E in mezzo ci sono la psichiatra dubbiosa, frustrata e vogliosa, (Vera Farmiga), il pacato e coraggioso Queenan (Martin Sheen), il casinista Ellerby (un pachidermico, goffo ma irruento Alec Baldwin) e il bastardo Dignam (Mark Wahlberg), incarnazione imbarazzante della tragica e grottesca, ridicola commedia umana, personificazione deus ex machina di ogni folle conflittualità risolta con la prontezza violenta di un grilletto azzera-tutto. Secco, spietatissimo. Agghiacciante.
Tutto qua.
The Departed è un po’ contraffatto in tutto. Remake americanissimo d’Infernal Affairs (Mou gaan dou), fiocamente evocato con far maldestro in un’irrisoria scena notturna con tanto di sciocca gang cinese, messa lì solo per citazionismo da strizzatina d’occhio rapidissima e furbetta. E in un altro siparietto-inseguimento fuori dal cinemino a luci rosse. Ha ritmo, si segue volentieri ma i dialoghi, ripeto, sembrano alle volte provenire da Tony Scott, e l’uso della colonna sonora non è quasi mai funzionale al pathos da profondere alla scena visivamente narrata. Usata semmai a mo’ d’inevitabile espediente scontato, come stratagemma noioso per forgiar di voracità un’azione frequentemente loffia, stonata, alquanto monocorde e fredda
DiCaprio gigioneggia ghignante nella sua peggiore imitazione di De Niro, gesticolando irritantemente a più non posso, Damon ridacchia ed è imbambolato, smorfioso. L’unica a svettare è la bella Vera Farmiga, che riluce di pulita eleganza acqua e sapone, di tosto e nervoso sex appeal quasi maliziosamente androgino da fragile ma determinata donna in carriera. E veste tailleur di gran classe. Chapeau.

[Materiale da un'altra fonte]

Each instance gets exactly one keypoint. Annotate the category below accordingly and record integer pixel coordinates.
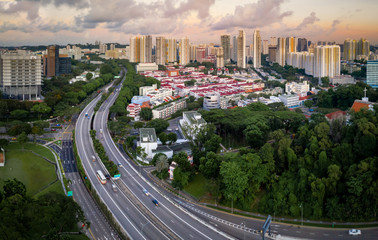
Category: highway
(99, 228)
(176, 220)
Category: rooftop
(194, 117)
(147, 135)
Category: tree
(163, 138)
(89, 76)
(159, 124)
(180, 178)
(161, 163)
(41, 108)
(13, 187)
(210, 165)
(308, 103)
(172, 138)
(146, 114)
(22, 139)
(19, 114)
(235, 180)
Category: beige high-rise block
(241, 41)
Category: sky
(43, 22)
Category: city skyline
(84, 21)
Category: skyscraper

Sì, lei è la cosa migliore, tutto sommato, di un film non certamente brutto, sì, abbastanza carino. Ma l’aggettivo carino rivolto a Scorsese è un’offesa, un’onta. È quasi un insulto, un insulso complimento delittuoso...
Stento a credere inoltre che un fantomatico Frank Costello abbia la sua magione arredata come un broker di Wall Street, che alterni, intercali e intervalli i suoi crudeli assassinii con scespiriane frasi da dotto ed erudito saggio della montagna, e che i poliziotti veri, nonostante possano essere, certo, bruschi e arrabbiati, interagiscano fra loro di botte-risposte da sguaiata sit-comedy.
No, non ci siamo.
E sappiate che questa recensione è firmata da chi considera Scorsese uno dei massimi registi viventi.